FMJ Mtl25e DIMANCHE DU TEMPS ORDINAIRE – A
Frère Thomas
Is 55, 6-9; Ps 144 (145) ; Ph 1, 20-24; 27; Mt 20, 1-16
24 septembre 2017
Sanctuaire du Saint-Sacrement, Montréal

Justice de calcul et justice de miséricorde

À la première heure le maitre embauche des ouvriers pour la journée
et il convient avec eux du salaire. Il établit un contrat avec eux.
À neuf heures du matin il embauche d’autres ouvriers en leur disant simplement :
« Je vous donnerai ce qui est juste. »
À cinq heures de l’après-midi il en embauche encore d’autres en leur disant simplement :
« Allez à ma vigne vous aussi. »
À la fin de la journée, nous voyons que ce maitre n’est pas préoccupé de comptabilité.
Il ne va pas payer ses ouvriers en proportion du nombre d’heures qu’ils ont fait.
Il va tous les payer du même salaire, un denier,
celui qu’il avait convenu avec les ouvriers de la première heure.
En fait un denier, c’est le salaire pour une journée.
Le maitre va ainsi faire comme si tous les ouvriers qu’il a embauchés
avaient travaillé durant toute la journée.
Plus que cela : le maitre va commencer par payer les derniers venus un denier
et va terminer par les premiers venus.

Les premiers venus récriminent, ils trouvent cela injuste.
Et nous les comprenons :
le salaire devrait être proportionnel au nombre d’heures de travail.

Mais le maitre invoque le contrat passé avec les premiers embauchés :
« N’as-tu pas été d’accord avec moi pour un denier? »
Puis il invoque son droit à faire ce qu’il veut de son bien.
Et il ajoute : « Ton regard est-il mauvais parce que moi, je suis bon? »
Voilà donc le cœur de la parabole.
Jésus veut nous faire passer d’une justice comptable à une justice de bonté.
C’est la justice de Dieu,
qui se plait à traiter les derniers venus comme les premiers venus
et qui va même jusqu’à les payer avant les autres.

« Le royaume des cieux est comparable au maitre d’un domaine
qui sortit dès le matin afin d’embaucher des ouvriers pour sa vigne. »
Il est sorti afin d’embaucher des ouvriers
et non afin de faire prospérer son entreprise.
Il pouvait se contenter d’embaucher quelques ouvriers à la première heure,
faire avec eux un contrat de travail en bonne et due forme
pour qu’ils fassent marcher son entreprise.
Mais non, le maitre embauche encore des ouvriers à 9h,
c’est-à-dire 3h après le début du travail,
d’autres à midi, d’autres à 3h de l’après-midi,
puis finalement il en embauche à 5h.
Le maitre n’est donc pas intéressé seulement par la bonne marche de son entreprise,
il est préoccupé par l’embauche de ses concitoyens.
D’ailleurs il dit à ceux qu’il trouve à la cinquième heure :
« Pourquoi êtes-vous restés là, toute la journée, sans rien faire? »
Nous pouvons voir dans cette embauche
à toutes ces heures de la journée sur acte de miséricorde.
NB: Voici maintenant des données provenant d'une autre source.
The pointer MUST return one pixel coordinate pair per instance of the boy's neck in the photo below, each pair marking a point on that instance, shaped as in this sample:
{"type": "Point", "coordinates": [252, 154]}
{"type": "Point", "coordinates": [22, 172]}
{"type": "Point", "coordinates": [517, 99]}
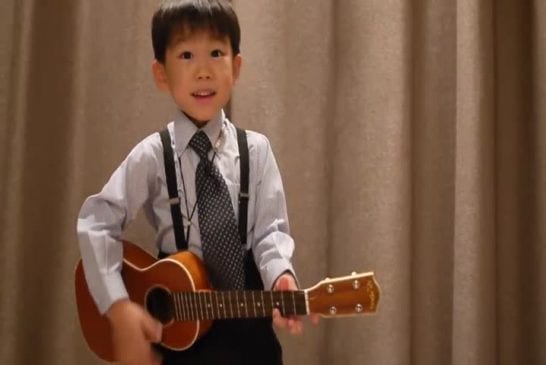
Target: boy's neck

C’est Dieu qui appelle en tout temps, à toute heure.
Dieu est ainsi passionné par l’homme.
L’être humain peut ainsi se passionner de Dieu.
« Cherchez le Seigneur tant qu’il se laisse trouver »
– dit le prophète Isaïe aujourd’hui – .
« Que le méchant abandonne son chemin
et l’homme perfide, ses pensées!
Qu’il revienne vers le Seigneur qui lui montrera sa miséricorde,
vers notre Dieu qui est riche en pardon. »
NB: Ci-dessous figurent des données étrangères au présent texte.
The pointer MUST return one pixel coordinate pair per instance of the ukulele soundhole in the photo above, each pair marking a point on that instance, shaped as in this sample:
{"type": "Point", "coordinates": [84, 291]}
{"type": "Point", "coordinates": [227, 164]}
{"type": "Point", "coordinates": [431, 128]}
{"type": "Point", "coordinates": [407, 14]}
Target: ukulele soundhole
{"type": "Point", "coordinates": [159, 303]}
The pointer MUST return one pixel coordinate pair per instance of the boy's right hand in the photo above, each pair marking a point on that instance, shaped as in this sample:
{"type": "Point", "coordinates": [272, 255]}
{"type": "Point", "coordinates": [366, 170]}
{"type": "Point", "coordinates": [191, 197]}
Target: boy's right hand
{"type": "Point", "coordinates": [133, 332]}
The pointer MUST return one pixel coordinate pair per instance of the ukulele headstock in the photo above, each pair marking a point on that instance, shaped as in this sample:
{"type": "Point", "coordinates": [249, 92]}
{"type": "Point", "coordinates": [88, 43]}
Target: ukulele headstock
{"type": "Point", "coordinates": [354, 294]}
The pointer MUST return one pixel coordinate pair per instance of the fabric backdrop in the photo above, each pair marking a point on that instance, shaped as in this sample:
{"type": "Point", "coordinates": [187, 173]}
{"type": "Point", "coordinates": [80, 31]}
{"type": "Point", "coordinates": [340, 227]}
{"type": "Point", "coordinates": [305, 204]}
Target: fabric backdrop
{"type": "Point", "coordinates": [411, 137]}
Il y a ceux et celles qui ont été embauchés à la première heure :
nous pouvons y voir ceux et celles qui ont été fidèles à la religion toute leur vie durant.
Il y a ceux et celles qui ont été embauchés à la 3è heure,
la 6è heure, la 9è heure et même la 11è heure :
nous pouvons y voir ceux et celles qui se sont convertis,
qui ont pris le train de l’Église en marche.
Le Seigneur va tous les traiter de la même manière.
«Ses pensées ne sont pas nos pensées,
ses chemins ne sont pas nos chemins. »

Nous penserions bien volontiers que le Seigneur
nous doit quelque chose pour notre service.
Pour lui, le servir est déjà une grâce.
Il va ainsi donner le même salaire à tous,
la même grâce à tous, à commencer par les derniers
car les derniers ont le plus besoin de sa sollicitude,
ils ont le plus besoin de sa miséricorde.

Il importe alors que les premiers venus entrent dans cette façon de voir du maitre
et se réjouissent de ce que les derniers venus soient traités de la même façon qu’eux.
Si pour les derniers venus la tentation c’est la désespérance de la miséricorde
de Dieu à leur égard, pour les premiers venus la tentation c’est la jalousie
par rapport aux derniers venus.
Nous retrouvons cela dans la parabole du fils prodigue et du père miséricordieux.

Sois béni Seigneur pour la justice qui n’est pas celle du calcul,
mais celle de la miséricorde que tu fais aux humains.
Lorsque nous sommes les derniers,
garde-nous de désespérer de la justice.
Et lorsque nous sommes les premiers,
garde-nous de regarder avec un œil mauvais ta justice.